Документ взят из кэша поисковой машины. Адрес оригинального документа : http://hea.iki.rssi.ru/conf/hea2007/bp-0.2.97/NOTES
Дата изменения: Mon Dec 16 03:54:50 1996
Дата индексирования: Mon Oct 1 23:47:27 2012
Кодировка:
Поисковые слова: m 63

bp -- bibliography package for Perl
Dana Jacobsen (dana@acm.org)
12 March 1996

bp.pl is the main file that gets included. It will include all the other
files as needed. Since this package was started before Perl version 5, I
wrote dynamic loading routines myself using the require command. This is
not as spiffy as Perl 5's dynamic loading, but works just fine, and allows
Perl 4 to be used. The variable $glb_bpprefix in the main package controls
the prefix used for the additional files. This is "bp-" right now. If you
want to change this, go ahead. The two things I had in mind when I made
this were "bp/" and "/usr/local/lib/bp/". The first would have all the bp
files in a subdirectory of the directory bp.pl was in.
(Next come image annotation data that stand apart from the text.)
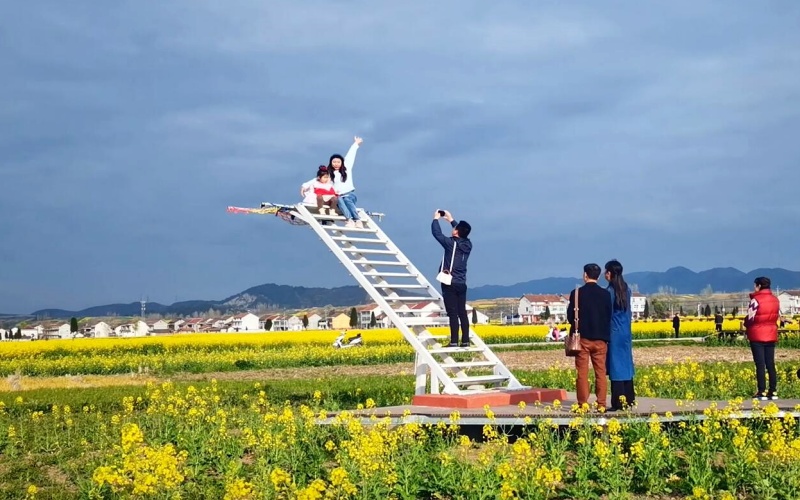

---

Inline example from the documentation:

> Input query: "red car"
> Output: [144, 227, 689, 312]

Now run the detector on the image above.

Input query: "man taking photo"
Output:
[431, 210, 472, 347]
The second would
only clutter /usr/lib/perl with one file, but isn't recommended, since an
even cleaner solution is to set your BPHOME directory to wherever you put
all the bp files. Personally, I just leave them in my source directory
and set BPHOME to point to them.

Modules are searched for by using require, so they can be found anywhere in
your @INC (properly written bp programs will add BPHOME to your @INC as the
first thing they do). The rules for module names (not enforced currently)
are that they should not be named 'p-...', 's-...', or 'cs-...' because
those are reserved for package, style, and character sets, respectively.
Names like "xxx2yyy" are reserved for converters. I'm trying to keep all
the files down to 8 characters (not counting the bpprefix) just in case
some people use crippled operating systems like DOS.
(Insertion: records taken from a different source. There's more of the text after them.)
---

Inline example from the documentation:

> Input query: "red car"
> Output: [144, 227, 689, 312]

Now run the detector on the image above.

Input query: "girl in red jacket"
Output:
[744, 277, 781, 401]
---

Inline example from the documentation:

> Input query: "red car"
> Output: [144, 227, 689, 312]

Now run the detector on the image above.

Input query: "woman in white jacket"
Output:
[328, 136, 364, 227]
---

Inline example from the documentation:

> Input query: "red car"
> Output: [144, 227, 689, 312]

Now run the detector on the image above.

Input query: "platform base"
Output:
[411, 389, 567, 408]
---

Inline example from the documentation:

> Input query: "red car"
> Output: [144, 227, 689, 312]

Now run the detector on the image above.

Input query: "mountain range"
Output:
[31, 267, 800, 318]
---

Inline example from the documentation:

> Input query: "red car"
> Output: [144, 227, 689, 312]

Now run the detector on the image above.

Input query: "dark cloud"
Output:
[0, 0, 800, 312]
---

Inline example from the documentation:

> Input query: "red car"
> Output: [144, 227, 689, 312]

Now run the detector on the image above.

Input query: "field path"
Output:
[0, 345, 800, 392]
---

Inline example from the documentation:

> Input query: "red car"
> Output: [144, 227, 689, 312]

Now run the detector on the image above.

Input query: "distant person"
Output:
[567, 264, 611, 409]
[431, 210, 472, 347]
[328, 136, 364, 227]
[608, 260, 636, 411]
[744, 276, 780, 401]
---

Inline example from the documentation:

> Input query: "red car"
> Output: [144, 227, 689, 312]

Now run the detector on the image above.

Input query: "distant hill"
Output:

--- timing commands used here are
time perl5 tconv.pl -convert -format=refer,bibtex ad425.ref > foo
time perl5 tconv.pl -convert -format=bibtex,refer foo > foo.ref
time perl5 tconv.pl ad425.ref > foo2.ref
---

version notes:

0.2.2 perl5/ad425.ref->ad425.bib in 20.0 seconds
perl5/timetest.pl 2.91s total, 0.92, 0.94, 3.11

Added fontcheck to validate font changes.
All new Medline module.
Changed options parsing.
Unimplemented and unsupported methods have new stdbib routines.
Modified name_to_canon routine.
Added EndNote support to Refer module.
Fixed nasty typo in bp.pl's tocanon.
(changed perl version to 5.002 and slight machine changes)

0.2.0 perl5/ad425.ref->ad425.bib in 22.1 seconds
perl5/timetest.pl 2.95s total, 1.05, 1.00, 3.32

Changed BibTeX string parsing.
Minor cleanup to distribution.

0.1.4 perl5/ad425.ref->ad425.bib in 22.6 seconds
perl5/timetest.pl 2.89s total, 1.09, 1.02, 3.66

General cleanup.
Put refer tocanon code through optimizer and generally cleaned up.
All formats and character sets use the 8bit code.
New apple and ISO 8859-1 character sets.
Some changes to HTML output.

0.1.3 perl5/ad425.ref->ad425.bib in 30.7 seconds
perl5/timetest.pl 2.71s total, 1.07, 1.09, 3.63

Major changes to fonts. We use 8bit internally with one escape char.
Changed to use $cs_sep instead of $; everywhere.
Names are seperated with $cs_sep and parts by $cs_sep2.

0.1.2 perl5/ad425.ref->ad425.bib in 25.0 seconds
perl5/timetest.pl 2.36s total, 1.10, 1.10, 3.62

Changed glb_filename to glb_Ifilename in bp-p-errors.pl.
We open >>- instead of >- by default.
bp-bibtex.pl sets glb_vloc to the line number.
Changed format option parsing routine in bp-p-options.
added opt_reverseauthor to bp-refer, and added options parsing.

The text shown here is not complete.